El canto del cuco

Cuaderno gris de Abel Hernández

Mes: enero, 2021

EL HOCETE VUELVE SIEMPRE

Voy a ocuparme  hoy  de los vencejos, que  Unamuno llamó criaturas celestes, a los que les basta con las alas. Avanzada la primavera, cuando la pandemia esté en franco declive, agitarán el aire de la tarde con su alegre algarabía. En mi pueblo los llamábamos hocetes, sin dar cuartos a la Academia, seguramente por la forma de hoz que tienen en el vuelo, con sus largas alas puntiagudas, de entre 42 y 48 centímetros de envergadura. El término vencejo lo reservábamos para el lazo de bálago humedecido con que se ataban los haces de mies. Traigo hoy a consideración al hocete o vencejo, aunque aún no haya vuelto de su invernada, porque acaba de ser  declarado ave del año y porque es una preciosa especie amenazada, como las abejas o los gorriones,  que nos acompaña, como ellos, desde antiguo en pueblos y ciudades.

La singular característica de este pájaro insectívoro, de color oscuro, casi negro, es que vive en el aire. Sólo se para para anidar. Nunca se posa en el suelo porque desde el suelo tiene muchas dificultades para levantar el vuelo con sus patitas cortas.
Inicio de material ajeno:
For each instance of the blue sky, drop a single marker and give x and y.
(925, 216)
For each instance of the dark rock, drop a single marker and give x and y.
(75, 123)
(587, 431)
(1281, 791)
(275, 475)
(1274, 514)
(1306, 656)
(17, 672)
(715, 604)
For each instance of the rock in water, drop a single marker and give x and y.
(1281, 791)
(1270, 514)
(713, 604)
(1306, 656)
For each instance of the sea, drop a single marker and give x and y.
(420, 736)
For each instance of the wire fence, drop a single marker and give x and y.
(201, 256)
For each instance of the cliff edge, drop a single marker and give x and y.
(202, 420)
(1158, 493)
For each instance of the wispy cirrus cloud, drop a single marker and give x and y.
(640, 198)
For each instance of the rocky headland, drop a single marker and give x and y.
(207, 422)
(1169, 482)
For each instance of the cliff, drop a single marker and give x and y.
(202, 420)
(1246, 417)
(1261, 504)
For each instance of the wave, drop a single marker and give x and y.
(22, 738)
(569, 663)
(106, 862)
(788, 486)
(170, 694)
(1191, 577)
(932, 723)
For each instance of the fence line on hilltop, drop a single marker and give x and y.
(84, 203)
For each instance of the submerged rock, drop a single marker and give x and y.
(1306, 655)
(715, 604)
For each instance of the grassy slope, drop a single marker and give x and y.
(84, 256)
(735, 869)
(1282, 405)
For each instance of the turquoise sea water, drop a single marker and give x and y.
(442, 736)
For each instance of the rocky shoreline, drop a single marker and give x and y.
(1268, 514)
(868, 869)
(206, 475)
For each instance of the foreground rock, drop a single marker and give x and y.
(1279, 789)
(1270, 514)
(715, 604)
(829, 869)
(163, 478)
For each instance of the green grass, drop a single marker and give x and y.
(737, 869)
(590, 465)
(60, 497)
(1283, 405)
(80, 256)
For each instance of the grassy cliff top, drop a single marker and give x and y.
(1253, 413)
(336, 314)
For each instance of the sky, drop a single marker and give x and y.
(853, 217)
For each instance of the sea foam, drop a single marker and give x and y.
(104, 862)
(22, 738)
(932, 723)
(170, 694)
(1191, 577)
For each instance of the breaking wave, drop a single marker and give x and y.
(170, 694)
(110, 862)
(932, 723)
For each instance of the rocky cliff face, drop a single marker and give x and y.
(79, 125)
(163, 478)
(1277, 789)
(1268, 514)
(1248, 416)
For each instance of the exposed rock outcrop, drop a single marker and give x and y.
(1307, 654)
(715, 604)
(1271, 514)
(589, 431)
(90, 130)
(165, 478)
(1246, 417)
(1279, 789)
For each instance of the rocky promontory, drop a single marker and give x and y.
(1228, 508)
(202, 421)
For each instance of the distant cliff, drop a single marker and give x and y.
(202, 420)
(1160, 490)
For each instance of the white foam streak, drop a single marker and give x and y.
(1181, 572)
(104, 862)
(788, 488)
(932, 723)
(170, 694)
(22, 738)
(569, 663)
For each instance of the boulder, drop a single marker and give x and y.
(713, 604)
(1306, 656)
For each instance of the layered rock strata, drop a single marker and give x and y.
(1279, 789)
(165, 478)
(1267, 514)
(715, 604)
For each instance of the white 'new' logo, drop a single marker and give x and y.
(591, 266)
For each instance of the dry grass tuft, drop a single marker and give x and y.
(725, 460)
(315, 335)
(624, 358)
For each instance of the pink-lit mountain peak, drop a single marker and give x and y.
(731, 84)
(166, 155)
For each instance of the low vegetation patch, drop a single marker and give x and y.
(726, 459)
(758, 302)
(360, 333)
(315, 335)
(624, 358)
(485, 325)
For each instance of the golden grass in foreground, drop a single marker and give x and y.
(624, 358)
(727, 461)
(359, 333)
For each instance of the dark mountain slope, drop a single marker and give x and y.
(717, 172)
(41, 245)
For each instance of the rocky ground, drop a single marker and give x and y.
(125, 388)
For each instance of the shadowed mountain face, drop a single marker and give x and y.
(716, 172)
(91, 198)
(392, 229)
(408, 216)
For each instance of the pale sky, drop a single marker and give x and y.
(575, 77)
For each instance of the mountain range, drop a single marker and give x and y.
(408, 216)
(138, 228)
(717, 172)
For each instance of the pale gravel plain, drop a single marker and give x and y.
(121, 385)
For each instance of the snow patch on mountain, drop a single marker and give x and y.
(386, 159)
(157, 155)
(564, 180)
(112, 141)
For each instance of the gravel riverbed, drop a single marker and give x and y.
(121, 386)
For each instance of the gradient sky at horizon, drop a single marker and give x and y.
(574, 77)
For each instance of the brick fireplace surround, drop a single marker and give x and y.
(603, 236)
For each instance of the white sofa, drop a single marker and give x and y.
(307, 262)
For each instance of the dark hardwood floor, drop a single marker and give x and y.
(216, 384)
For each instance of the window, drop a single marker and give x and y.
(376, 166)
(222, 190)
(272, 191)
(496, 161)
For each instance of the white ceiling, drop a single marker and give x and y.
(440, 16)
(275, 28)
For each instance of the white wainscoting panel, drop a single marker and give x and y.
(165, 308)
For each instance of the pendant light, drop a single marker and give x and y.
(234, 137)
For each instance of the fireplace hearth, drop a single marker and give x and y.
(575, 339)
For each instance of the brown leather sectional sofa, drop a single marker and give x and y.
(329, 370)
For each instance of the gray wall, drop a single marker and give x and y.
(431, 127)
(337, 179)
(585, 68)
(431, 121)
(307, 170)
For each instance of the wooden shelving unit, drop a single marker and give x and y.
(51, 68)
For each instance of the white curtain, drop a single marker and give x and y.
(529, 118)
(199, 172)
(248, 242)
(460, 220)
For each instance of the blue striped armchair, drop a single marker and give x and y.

Carlos Linneo -zoólogo y botánico sueco, creador de la clasificación de los seres vivos o taxonomía- lo llamó “golondrina sin pies”.  Se pasa meses seguidos volando sin descanso. Come, duerme y copula volando. Es incansable y muy veloz. Acostumbra a volar en grupo y de forma ruidosa. Emite un chillido breve y agudo –“suiii”, las hembras; “sriii”, los machos-  mientras el bando traza alegres arabescos en el aire.  De noche se remonta hasta dos mil metros de altura. Cuando duerme, su aleteo baja de diez a siete movimientos  por segundo.  Se alimenta de insectos -es el mejor insecticida natural- que atrapa con su ancha boca abierta. Anida en los riscos, en las grietas de las paredes y en el hueco de los tejados, con una sola puesta por temporada de dos o tres huevos. Las crías abandonan una mañana  súbitamente el nido, sin haber ensayado antes, y ya no vuelven más.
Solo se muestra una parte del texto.